Wells notices are not announced publicly by regulators, and not all companies that receive them disclose that fact.

If the SEC does decide to proceed with charges, the agency will file a formal complaint and may issue a press release notifying the public of the action.

Coinbase is just the most recent cryptocurrency business to be sent a Wells notice. Last month, stablecoin issuer Paxos halted the minting of Binance USD stablecoins after receiving one. 

Days earlier, fellow U.S.-based cryptocurrency exchange Kraken settled a $30 million lawsuit with the SEC regarding its staking rewards program, which regulators called unregistered securities; the exchange shut down the program after paying penalties.
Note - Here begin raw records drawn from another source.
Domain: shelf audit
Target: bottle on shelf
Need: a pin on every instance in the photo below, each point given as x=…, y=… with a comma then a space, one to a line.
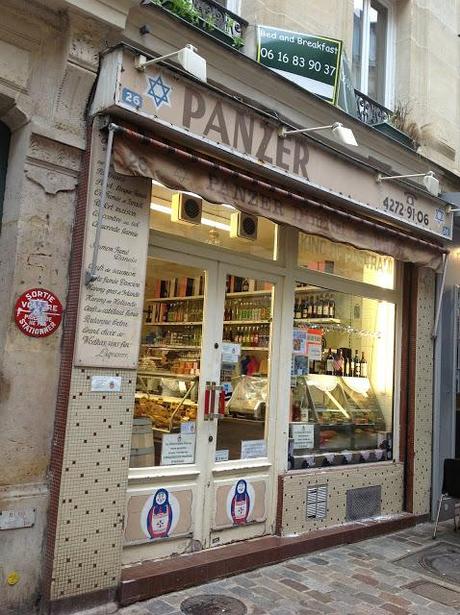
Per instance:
x=356, y=365
x=363, y=367
x=330, y=363
x=319, y=307
x=298, y=309
x=331, y=307
x=347, y=363
x=339, y=363
x=305, y=305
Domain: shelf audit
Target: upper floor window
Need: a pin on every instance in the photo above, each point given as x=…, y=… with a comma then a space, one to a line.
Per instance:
x=372, y=49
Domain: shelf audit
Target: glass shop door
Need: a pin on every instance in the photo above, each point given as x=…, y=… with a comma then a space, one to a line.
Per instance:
x=204, y=400
x=239, y=408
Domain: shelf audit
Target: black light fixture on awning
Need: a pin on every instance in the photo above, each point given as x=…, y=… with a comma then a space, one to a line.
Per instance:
x=429, y=180
x=187, y=57
x=345, y=135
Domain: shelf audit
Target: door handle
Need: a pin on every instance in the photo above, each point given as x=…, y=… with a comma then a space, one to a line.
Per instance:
x=214, y=401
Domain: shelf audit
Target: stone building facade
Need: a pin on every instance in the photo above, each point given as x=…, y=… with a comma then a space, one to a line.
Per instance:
x=51, y=57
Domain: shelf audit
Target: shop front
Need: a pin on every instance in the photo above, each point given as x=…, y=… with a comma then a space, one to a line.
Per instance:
x=247, y=315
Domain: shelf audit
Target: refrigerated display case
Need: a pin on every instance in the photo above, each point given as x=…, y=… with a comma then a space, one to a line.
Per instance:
x=346, y=419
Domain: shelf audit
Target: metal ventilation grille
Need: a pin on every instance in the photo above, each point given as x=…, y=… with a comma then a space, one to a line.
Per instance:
x=364, y=502
x=317, y=502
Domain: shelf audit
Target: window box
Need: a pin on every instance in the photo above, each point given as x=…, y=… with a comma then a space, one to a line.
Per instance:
x=208, y=16
x=394, y=133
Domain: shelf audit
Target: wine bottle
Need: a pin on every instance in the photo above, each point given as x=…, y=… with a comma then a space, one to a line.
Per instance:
x=319, y=307
x=331, y=308
x=363, y=367
x=356, y=365
x=298, y=309
x=305, y=308
x=339, y=362
x=330, y=363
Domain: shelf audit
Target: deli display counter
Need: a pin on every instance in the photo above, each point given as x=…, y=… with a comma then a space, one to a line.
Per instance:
x=335, y=420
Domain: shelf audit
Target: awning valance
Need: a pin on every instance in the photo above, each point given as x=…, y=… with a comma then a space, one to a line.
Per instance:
x=140, y=155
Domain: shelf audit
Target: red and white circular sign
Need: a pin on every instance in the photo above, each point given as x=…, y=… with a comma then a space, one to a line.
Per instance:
x=38, y=312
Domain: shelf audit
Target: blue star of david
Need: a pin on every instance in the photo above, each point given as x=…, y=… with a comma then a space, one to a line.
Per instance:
x=159, y=91
x=439, y=216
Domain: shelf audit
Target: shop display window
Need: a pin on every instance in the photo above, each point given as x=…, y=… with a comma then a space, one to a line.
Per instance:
x=241, y=433
x=319, y=254
x=341, y=379
x=214, y=227
x=164, y=429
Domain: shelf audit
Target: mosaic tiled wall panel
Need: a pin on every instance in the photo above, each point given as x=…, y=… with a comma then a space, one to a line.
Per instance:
x=423, y=392
x=295, y=484
x=93, y=488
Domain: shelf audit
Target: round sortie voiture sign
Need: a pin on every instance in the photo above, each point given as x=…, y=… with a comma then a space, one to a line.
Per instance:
x=38, y=312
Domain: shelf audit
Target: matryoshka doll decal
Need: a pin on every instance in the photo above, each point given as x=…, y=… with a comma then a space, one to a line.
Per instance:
x=159, y=517
x=240, y=503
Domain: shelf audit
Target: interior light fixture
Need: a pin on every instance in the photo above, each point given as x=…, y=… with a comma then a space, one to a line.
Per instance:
x=186, y=57
x=345, y=135
x=429, y=180
x=162, y=209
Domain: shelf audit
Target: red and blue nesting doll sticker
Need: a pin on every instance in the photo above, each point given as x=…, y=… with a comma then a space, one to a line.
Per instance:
x=160, y=514
x=240, y=502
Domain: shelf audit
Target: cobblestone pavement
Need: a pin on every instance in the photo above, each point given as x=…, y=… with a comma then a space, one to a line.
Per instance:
x=357, y=579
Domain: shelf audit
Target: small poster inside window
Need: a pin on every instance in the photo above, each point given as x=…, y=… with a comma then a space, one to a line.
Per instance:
x=178, y=448
x=299, y=342
x=303, y=435
x=314, y=346
x=253, y=448
x=230, y=352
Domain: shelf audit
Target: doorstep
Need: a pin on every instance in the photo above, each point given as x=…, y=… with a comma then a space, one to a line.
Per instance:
x=152, y=578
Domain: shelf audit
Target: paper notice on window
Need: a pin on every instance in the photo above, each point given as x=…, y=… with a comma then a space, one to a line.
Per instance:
x=299, y=342
x=222, y=455
x=230, y=352
x=188, y=427
x=177, y=448
x=106, y=384
x=303, y=435
x=314, y=346
x=251, y=449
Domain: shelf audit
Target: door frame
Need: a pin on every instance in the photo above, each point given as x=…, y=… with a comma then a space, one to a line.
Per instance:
x=204, y=471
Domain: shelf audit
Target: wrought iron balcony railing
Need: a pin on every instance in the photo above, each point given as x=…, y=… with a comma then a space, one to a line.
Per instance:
x=369, y=111
x=209, y=16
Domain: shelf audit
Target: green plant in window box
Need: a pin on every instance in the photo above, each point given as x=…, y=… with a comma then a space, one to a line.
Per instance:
x=209, y=22
x=186, y=10
x=238, y=42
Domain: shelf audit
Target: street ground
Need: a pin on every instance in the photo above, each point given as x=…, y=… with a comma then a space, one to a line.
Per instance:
x=358, y=579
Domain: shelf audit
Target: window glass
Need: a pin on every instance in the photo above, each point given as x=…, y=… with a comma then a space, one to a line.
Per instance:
x=320, y=254
x=4, y=151
x=241, y=433
x=377, y=51
x=357, y=42
x=342, y=379
x=215, y=227
x=164, y=428
x=370, y=33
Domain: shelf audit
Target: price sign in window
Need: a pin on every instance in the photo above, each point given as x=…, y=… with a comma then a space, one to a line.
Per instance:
x=313, y=62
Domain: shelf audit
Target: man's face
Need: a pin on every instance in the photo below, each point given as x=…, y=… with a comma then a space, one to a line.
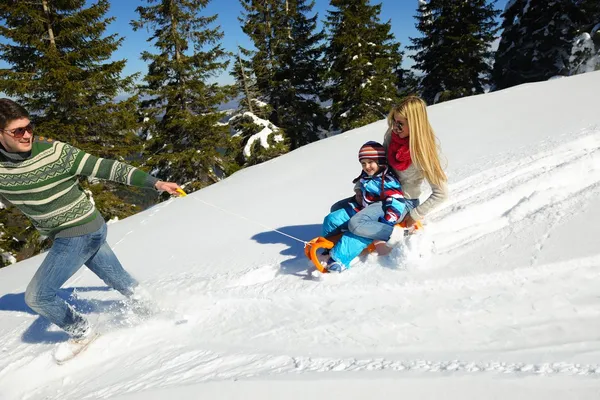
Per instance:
x=14, y=138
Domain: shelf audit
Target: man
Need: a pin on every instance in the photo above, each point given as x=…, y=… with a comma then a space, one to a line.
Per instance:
x=40, y=177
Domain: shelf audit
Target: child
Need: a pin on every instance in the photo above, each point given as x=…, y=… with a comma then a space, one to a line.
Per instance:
x=375, y=184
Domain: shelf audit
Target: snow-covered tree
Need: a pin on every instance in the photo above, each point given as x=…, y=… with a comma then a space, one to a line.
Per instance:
x=454, y=51
x=188, y=143
x=363, y=60
x=537, y=41
x=585, y=54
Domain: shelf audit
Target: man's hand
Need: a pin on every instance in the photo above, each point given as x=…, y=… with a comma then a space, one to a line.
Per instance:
x=169, y=187
x=358, y=197
x=408, y=221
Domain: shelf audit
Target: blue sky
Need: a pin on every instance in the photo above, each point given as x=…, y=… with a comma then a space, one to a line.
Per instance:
x=400, y=12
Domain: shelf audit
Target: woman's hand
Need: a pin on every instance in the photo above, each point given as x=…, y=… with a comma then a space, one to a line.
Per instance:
x=358, y=197
x=169, y=187
x=409, y=221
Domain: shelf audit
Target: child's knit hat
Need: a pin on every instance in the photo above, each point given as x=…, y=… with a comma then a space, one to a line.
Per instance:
x=373, y=151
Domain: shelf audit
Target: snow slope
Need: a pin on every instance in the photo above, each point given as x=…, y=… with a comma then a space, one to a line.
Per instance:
x=498, y=298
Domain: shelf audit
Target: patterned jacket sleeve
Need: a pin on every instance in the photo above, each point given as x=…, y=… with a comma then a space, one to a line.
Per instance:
x=394, y=204
x=95, y=167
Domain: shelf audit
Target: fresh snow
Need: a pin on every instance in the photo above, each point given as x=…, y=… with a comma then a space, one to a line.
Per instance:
x=498, y=298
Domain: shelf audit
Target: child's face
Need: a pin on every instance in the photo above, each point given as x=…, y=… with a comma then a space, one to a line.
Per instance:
x=369, y=166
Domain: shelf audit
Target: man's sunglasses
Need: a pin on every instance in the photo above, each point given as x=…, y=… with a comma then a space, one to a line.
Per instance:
x=18, y=133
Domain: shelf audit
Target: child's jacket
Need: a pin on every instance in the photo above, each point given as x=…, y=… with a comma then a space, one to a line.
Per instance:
x=384, y=187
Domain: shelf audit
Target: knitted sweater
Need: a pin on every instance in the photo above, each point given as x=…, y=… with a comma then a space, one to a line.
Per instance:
x=43, y=184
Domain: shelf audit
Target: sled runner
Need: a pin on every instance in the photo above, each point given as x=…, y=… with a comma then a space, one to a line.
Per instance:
x=327, y=243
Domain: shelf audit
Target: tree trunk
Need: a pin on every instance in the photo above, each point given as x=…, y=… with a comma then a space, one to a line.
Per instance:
x=50, y=31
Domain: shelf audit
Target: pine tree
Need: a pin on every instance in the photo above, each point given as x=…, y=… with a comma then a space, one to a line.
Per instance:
x=259, y=21
x=187, y=143
x=536, y=41
x=298, y=75
x=287, y=64
x=585, y=54
x=249, y=96
x=363, y=60
x=454, y=51
x=59, y=69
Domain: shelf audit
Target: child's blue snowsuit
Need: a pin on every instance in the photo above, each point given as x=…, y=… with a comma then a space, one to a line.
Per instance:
x=382, y=187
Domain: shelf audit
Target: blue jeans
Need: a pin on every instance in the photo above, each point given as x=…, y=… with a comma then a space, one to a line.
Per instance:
x=366, y=223
x=65, y=258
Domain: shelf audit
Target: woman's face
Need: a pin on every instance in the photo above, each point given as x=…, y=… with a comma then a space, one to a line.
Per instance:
x=400, y=126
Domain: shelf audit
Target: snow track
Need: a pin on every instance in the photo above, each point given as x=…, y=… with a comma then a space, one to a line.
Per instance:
x=502, y=285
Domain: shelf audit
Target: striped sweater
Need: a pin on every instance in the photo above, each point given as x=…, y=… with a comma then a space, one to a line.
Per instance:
x=44, y=185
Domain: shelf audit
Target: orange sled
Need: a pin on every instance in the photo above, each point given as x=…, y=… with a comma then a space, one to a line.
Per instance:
x=311, y=248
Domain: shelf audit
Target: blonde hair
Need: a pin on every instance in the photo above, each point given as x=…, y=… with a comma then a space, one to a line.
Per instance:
x=424, y=147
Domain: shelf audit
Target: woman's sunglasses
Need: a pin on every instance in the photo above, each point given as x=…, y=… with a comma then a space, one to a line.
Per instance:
x=18, y=133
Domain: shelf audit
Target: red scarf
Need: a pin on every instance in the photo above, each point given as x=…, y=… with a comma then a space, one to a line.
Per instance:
x=399, y=153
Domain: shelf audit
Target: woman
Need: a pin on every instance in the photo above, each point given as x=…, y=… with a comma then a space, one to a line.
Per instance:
x=413, y=154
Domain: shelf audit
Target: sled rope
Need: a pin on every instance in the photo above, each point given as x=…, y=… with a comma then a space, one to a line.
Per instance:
x=249, y=220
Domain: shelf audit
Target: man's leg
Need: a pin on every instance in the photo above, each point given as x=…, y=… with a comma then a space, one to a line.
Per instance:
x=106, y=265
x=366, y=223
x=65, y=258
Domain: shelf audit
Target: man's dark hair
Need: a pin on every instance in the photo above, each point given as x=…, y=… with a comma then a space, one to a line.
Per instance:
x=9, y=111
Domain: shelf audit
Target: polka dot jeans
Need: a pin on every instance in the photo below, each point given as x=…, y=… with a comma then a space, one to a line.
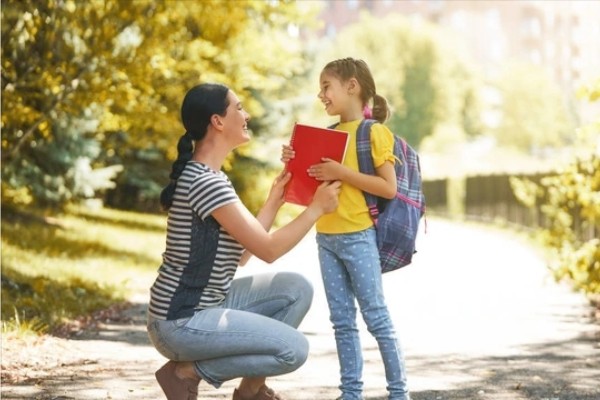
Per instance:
x=351, y=273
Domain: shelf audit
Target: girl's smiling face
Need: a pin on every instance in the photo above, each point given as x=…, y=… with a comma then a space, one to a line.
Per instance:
x=333, y=93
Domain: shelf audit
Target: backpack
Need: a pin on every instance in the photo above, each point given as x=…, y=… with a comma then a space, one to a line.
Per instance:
x=396, y=220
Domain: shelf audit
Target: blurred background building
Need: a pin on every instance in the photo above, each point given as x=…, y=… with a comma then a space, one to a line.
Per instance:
x=561, y=36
There was no public disclosure of a Wells notice preceding the settlement, but Kraken has previously entered a  $362 million settlement with the Office of Foreign Assets Control (OFAC) over alleged violations of U.S. sanctions against Iran.


While many in the industry have decried what it calls the SEC’s regulation by enforcement tactics, others like Massachusetts Senator Elizabeth Warren applaud the agency’s clampdown, saying, “the crypto industry is scared of a strong SEC.”